In short: successful adolescence emerges from being molded to familial expectations without being submerged in societal expectations.
Even shorter: successful adolescence is the process of learning to be you.
Many of us never get there (as evidenced by so much angry ignorance being spouted against a film by people who have admittedly never watched it).
In the film Cuties, our protagonist Ami is precocious in making this adolescent transition. She is aware at an earlier age of the damage inflicted by her family’s shallow adherence to the behaviors of their faith. That faith is portrayed as being exploited in order to exploit the women at the center of Ami’s home. But this no-longer-a-child accommodates better than the adults around her the resulting neglect, dysfunction, and shaming. Her efforts even force her to endure an examination for demonic influence, after which the local clergyman pronounces the accusation as unfounded.
Meanwhile, Ami seeks acceptance through conformity to a popular group of girls at school, mastering their juvenile dance moves, then mentoring them in furthering their ambitions: to reflect in their eleven-year-old performances the highly sexualized routines she finds online. The forces of peer pressure, entertainment industries, and social media are shown as constantly pushing the envelope, expanding the horizons, encroaching the boundaries, and trespassing the sensibilities of those who have gone before. It seems clear that all the girls are unaware of the message communicated by the gestures and postures they mimic…until Ami finally understands what others see her body saying.
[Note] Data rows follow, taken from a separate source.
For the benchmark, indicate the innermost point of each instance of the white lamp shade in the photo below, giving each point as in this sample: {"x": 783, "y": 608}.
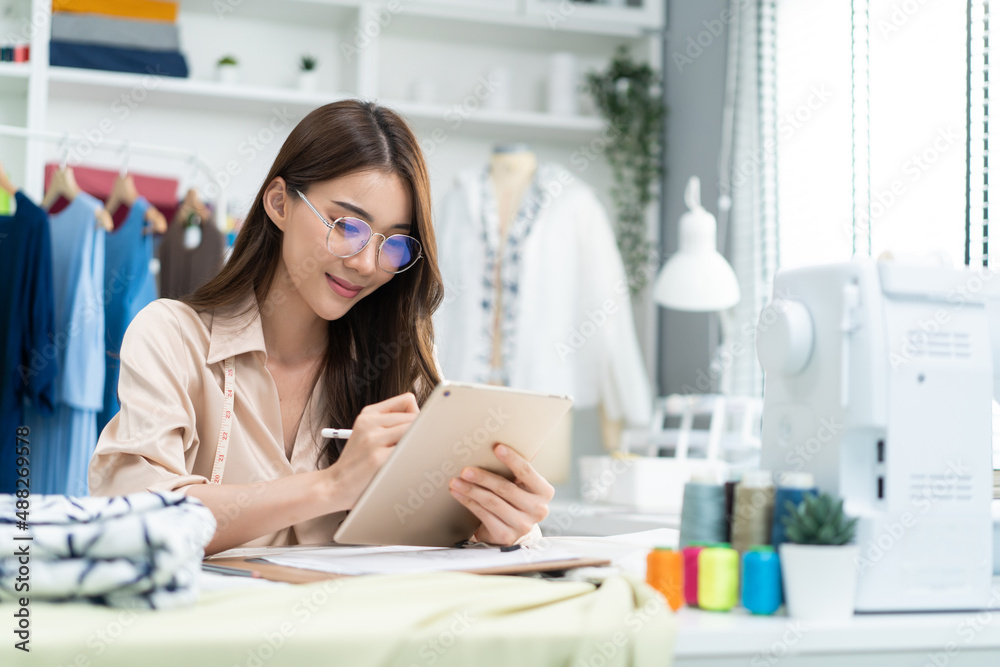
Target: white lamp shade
{"x": 697, "y": 282}
{"x": 697, "y": 278}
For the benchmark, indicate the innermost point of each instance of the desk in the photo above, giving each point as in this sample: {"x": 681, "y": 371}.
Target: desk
{"x": 393, "y": 621}
{"x": 707, "y": 639}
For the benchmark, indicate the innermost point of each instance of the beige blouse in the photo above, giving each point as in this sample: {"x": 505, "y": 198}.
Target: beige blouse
{"x": 171, "y": 390}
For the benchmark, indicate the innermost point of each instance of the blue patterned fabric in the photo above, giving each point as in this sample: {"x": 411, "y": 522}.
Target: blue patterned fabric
{"x": 503, "y": 256}
{"x": 117, "y": 59}
{"x": 142, "y": 550}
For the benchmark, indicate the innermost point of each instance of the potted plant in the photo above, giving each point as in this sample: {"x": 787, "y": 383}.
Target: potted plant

Spoiler alert: Ami succeeds in the primary task of adolescence. She appears to recognize the same underlying pressures in both systems pulling at her. She not only withdraws from the peer pressure, she rejects the faith-exploiting ritual in which her family engages. And in doing so, she finds an ally to support her, though this occurs a generation later than the viewer might have hoped.
But have no doubts:
Ami is a catalyst. Not just in reflecting the exploitation of her family’s
faith. Not just in rejecting the sources of social patterning. But in reminding
the viewer that we each have the opportunity to view and experience the world
as a unique individual. To do so, we must separate from what our family tells
us to be. We must separate from what society tells us to be. And we must certainly
separate from the opinions of those willing to judge what they will not see.